J A N U A R Y 2 0 2 0
You told me that when you were a child, “God was always there,” meaning that the little girl you were back then knew God was always in the close background, very close, if not always felt as brightly as that time you remember lying on your back looking up through the trees at the sunlight pouring through, all holy and golden, or the time you sat alone by the pond’s edge and tossed a pebble in and felt the circles spreading across its surface like some mysterious grace in the movement of things, or the times at night in the dark of your pillow when you mumbled a prayer under your breath and waited, and then the sacred presence came and felt like warmth inside you and you fell asleep inside it — those were the times when God broke through, closer than close, but the rest of the time, or most of it anyway, “God was always there” you said, just behind things, and you knew there was nothing you had to fear.
Then you told me that as you grew up those bright moments of closeness happened less and less often, and the certainty that God was always there became thinner and other things intruded until you were left with a longing for that closeness and certainty, looking here and there, in a lover’s arms, in a wise book, in a group of praying people, and sometimes it would come, but only briefly, as brief as a breath, and then disappear again amidst all the normal things, and the longing would return, calling you, calling for the trueness you could barely remember, and you wandered on, somehow staying faithful to it even when you couldn’t remember what it was.
Your hair is white now and though you know so many words and so many wonderful and terrible things about the world, your faithfulness and longing for that trueness has brought you back finally to the same quietness you knew looking up through the sunlit trees, and by the pond’s edge, and in the waiting on your dark pillow, a quietness not acquisitive but peaceful, that knows the sacred duration of God is “always there” in your own duration which is as spacious as this moment.
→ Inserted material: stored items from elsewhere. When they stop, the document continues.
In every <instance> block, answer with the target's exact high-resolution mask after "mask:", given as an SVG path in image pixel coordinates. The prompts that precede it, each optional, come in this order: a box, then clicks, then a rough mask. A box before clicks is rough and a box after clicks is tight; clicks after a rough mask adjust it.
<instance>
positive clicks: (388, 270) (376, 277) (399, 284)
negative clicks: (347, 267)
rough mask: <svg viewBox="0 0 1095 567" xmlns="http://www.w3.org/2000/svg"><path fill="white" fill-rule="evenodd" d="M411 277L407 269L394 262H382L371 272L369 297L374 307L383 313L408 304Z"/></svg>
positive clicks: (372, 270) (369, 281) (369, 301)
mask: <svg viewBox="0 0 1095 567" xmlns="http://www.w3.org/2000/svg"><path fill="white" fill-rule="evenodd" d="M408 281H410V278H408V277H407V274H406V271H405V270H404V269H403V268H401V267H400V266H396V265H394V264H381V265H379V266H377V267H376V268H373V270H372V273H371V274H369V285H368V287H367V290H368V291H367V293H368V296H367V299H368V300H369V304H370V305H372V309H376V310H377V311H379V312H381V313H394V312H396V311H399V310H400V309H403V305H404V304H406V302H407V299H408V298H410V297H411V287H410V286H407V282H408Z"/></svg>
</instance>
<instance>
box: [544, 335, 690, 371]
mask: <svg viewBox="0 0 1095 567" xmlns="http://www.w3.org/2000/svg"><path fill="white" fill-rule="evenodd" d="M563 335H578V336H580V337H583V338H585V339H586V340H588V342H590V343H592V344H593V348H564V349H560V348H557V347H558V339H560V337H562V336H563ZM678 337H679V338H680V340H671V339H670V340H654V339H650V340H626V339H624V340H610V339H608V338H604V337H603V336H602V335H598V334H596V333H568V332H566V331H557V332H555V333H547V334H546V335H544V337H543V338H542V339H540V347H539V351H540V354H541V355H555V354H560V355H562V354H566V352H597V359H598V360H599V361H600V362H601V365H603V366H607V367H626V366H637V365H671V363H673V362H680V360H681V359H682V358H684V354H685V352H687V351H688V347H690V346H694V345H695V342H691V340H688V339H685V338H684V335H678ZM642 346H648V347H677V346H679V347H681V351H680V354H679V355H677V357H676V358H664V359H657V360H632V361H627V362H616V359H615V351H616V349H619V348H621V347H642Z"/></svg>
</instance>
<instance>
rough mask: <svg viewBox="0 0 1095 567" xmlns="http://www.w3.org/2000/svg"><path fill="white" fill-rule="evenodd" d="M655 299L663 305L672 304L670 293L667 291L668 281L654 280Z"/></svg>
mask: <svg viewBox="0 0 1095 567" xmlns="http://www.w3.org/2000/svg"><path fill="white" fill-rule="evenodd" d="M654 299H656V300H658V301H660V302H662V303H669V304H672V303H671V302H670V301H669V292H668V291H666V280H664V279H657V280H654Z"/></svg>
You know that the duration of the sacred is all of time and all of space. You know that we only call it “God” because we don’t know how else to describe it. You know that we only call it “sacred” because we need a word to say how it touches us with relief and awe so intimate and beautiful we could burst for the love of it. You know it’s always there. You know it’s always here. You know we can’t bear it too long, it’s too much for us, and so it’s given in these little moments of sacred duration that we cherish.